Computer simulations cannot fully resolve the full dynamics of the real world - spatial and temporal discretization will always be necessary, requiring parameterizations of scales smaller than the discretization scale. These parameterizations are usually obtained from a limited number of observations that are not necessarily representative of the entire globe, and are often strongly tuned to obtain a final solution that is close to the observed mean state of the climate system. Machine learning (ML) methods enable the development of parameterizations that can outperform classical methods and provide much more robust solutions (e.g., Reichstein et al, 2019 and references therein). In this context, one of the main challenges - affecting both the marine (physics) and computer science domains - is to constrain these parameterizations by physical laws so that key conservation principles are not violated. In addition, sea-ice ocean models such as FESOM have certain bottlenecks in high-resolution configurations that seriously hinder scalability and thus effective use of next-generation exascale supercomputers. In this context, it has been proposed to replace computationally intensive parts with machine learning approaches to make models exascale-ready.
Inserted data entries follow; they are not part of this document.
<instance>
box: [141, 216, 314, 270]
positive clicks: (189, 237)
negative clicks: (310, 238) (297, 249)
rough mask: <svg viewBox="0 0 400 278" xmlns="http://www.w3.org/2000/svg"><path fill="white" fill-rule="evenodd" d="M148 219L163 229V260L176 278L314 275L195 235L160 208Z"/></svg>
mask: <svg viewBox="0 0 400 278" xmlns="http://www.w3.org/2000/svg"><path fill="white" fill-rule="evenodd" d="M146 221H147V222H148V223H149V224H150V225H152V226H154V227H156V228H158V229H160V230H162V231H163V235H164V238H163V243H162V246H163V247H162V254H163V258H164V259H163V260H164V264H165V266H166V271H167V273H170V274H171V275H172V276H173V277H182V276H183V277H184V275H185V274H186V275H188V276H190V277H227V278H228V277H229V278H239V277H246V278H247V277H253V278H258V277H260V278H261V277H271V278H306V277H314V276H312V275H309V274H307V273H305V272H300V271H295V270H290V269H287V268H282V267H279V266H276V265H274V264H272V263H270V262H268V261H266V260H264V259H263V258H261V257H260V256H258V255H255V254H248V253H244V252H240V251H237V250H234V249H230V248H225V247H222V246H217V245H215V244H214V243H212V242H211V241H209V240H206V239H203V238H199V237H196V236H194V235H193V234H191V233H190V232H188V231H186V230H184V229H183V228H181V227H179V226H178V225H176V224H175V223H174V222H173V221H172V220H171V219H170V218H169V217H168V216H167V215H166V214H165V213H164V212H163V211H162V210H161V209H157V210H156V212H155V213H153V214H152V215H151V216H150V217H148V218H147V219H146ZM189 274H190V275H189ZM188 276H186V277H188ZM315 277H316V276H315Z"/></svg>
This project will test two main hypotheses: (1) machine learning will lead to much better parameterizations in climate models, and (2) machine learning methods can help overcome computational bottlenecks in high-resolution model runs on extreme high-performance computers. First, we plan to develop new parameterizations to represent ocean eddies in the Finite Volume Sea Ice-Ocean Model (FESOM2) developed at AWI. To this end, models that explicitly resolve eddies at ultra-high resolution will be used as examples for training the ML model. In addition, observational knowledge will also be included. Second, it is planned to go a step further by using ML methods to replace certain parts of Earth system models that are computational bottlenecks in high-resolution configurations. A good candidate in this context is the sea ice model. As a first step, it is planned to train the ML model on the same or a high-resolution version of the same sea ice model taken as the "true" solution. Furthermore, it is planned to investigate how satellite observations can be integrated into the ML model. In general, the integration of additional domain-specific information available as data (e.g., satellite data) or physical models (e.g., describing the basic physical laws of ice formation) requires specific network structures and adapted training procedures. Here, we particularly aim at obtaining very high-resolution models where the underlying mathematical model leads to an ill-posed inverse problem. This requires the adaptation of regularized deep learning approaches based on generative adversarial network architectures (Arridge et al. 2019).
Objectives in this project are: (1) improve the realism of climate models and thus their ability to project future climate change, (2) develop parameterizations of subgrid-scale processes based on ML methods for FESOM2, and (3) overcome computational bottlenecks in FESOM2 by replacing some of the code with ML approximations.